These people will be judged by a just and loving God, just like you and me. He will look at their hearts and He will look for true repentance. No matter what they have done, He will welcome them freely if they truly repent. And only God knows this. 

So yes, injustice is happening right now. But, reader, it's been happening since the beginning of time. When sin crept in; and the black stain only grows bigger over time. This is a scary world and everyone cries out for peace, peace. But I'm sorry to break it to you, we aren't going to get that this side of heaven. 

What happens to the black community is awful. God hears their cries as He heard the cries of His people in Egypt. People, like Pharaoh, can have hardened hearts. And this world is only going to get darker and darker as the groans of sin echo throughout the earth. And all creation will moan for renewal and a new earth. That will come.

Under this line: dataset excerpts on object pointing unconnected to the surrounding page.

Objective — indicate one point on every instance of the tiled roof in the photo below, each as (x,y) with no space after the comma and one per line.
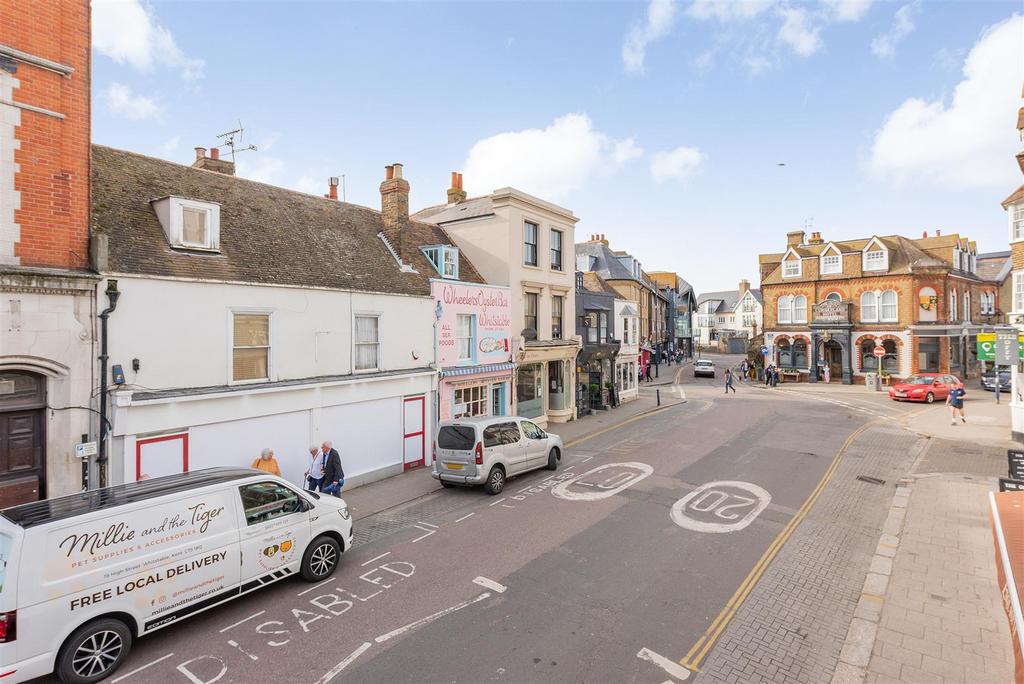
(267,233)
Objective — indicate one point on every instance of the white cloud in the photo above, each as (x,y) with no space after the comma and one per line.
(679,164)
(885,45)
(799,32)
(969,141)
(129,33)
(548,162)
(123,102)
(848,10)
(660,16)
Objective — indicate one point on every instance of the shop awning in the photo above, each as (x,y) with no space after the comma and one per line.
(477,370)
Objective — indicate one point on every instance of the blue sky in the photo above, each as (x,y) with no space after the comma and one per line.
(660,124)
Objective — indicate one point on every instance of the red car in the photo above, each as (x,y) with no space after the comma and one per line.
(925,387)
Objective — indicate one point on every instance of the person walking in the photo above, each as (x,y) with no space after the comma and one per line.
(955,402)
(314,474)
(267,463)
(334,475)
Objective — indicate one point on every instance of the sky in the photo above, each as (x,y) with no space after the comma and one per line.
(693,134)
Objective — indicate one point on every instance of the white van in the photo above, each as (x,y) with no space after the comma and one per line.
(83,575)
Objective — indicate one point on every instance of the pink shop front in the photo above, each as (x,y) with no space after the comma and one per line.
(474,342)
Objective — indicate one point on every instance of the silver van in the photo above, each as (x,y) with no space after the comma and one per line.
(488,450)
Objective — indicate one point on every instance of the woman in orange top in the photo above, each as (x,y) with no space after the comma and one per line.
(267,463)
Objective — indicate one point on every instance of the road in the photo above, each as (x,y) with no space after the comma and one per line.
(615,567)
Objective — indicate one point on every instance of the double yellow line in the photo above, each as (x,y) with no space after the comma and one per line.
(711,635)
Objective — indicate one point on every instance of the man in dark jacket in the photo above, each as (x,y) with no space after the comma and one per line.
(334,475)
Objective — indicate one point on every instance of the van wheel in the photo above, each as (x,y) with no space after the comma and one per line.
(553,460)
(93,651)
(321,559)
(496,481)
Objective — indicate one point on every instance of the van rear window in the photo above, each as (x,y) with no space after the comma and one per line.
(461,437)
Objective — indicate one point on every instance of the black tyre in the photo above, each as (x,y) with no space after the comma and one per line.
(93,651)
(321,558)
(553,459)
(496,481)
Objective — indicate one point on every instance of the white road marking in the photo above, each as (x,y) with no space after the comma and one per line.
(386,553)
(674,669)
(491,584)
(138,670)
(305,591)
(344,664)
(429,618)
(246,620)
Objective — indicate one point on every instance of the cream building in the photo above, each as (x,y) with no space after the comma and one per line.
(526,244)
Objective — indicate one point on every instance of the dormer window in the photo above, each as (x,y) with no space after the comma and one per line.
(189,224)
(444,259)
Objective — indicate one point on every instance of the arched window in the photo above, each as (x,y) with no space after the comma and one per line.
(890,309)
(800,353)
(890,362)
(800,308)
(868,307)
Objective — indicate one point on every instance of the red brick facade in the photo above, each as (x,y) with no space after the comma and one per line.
(52,155)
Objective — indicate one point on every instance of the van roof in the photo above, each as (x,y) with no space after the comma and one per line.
(49,510)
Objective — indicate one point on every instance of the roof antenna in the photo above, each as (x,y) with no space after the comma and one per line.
(228,140)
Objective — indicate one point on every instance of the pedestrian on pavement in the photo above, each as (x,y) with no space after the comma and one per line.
(267,463)
(955,401)
(314,474)
(334,475)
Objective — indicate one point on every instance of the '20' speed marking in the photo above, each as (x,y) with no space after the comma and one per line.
(725,506)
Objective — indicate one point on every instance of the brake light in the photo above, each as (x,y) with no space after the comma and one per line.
(8,627)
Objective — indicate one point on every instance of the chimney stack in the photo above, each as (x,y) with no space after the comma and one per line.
(213,162)
(456,194)
(394,199)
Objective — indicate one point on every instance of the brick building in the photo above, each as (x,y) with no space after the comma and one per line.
(47,301)
(834,302)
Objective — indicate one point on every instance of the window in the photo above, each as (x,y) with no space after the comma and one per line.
(868,307)
(832,263)
(890,308)
(470,401)
(556,250)
(250,346)
(266,501)
(556,316)
(465,336)
(529,231)
(367,342)
(876,260)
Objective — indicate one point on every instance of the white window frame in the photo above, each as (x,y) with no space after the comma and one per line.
(230,344)
(368,314)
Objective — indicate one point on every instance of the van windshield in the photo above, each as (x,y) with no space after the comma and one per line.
(461,437)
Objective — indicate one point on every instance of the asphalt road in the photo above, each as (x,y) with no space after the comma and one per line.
(609,569)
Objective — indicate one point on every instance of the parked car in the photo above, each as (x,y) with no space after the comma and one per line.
(925,387)
(704,368)
(82,576)
(988,381)
(488,450)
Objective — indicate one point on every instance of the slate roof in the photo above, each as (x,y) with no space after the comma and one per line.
(267,234)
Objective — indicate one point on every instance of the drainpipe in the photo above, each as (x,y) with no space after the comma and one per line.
(112,296)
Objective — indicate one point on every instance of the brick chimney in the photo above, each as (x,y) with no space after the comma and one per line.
(213,162)
(394,199)
(456,194)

I really think it's going to happen in my lifetime, but only God knows the time. Our days shall become like the days of Noah and then He will come. He promised He would come back and He will. If you are a child of His, this should delight you. If you aren't, this should scare you. 

Because no matter what injustice takes place this side of heaven. No matter what pain or torment you are put through. Nothing and I mean NOTHING compares to an eternity separated from the One who gave up His life so you could truly find yours if you wanted to. 

So no matter who you are. No matter what race, religion, ethnicity, culture, upbringing, gender....God died for you. And on the cross His death shouted it out to a deaf world....that you.....are loved and that your life matters. No matter what you have done. He is still big enough to cleanse all unrighteousness.

I look to Him as the righteous and just Judge. And I also remind my racing heart over and over as tears pour down my face that He died for these people too. And I should be praying for them and gathering not in protest, but in prayer. And that.... my friends, can be a very hard thing to do.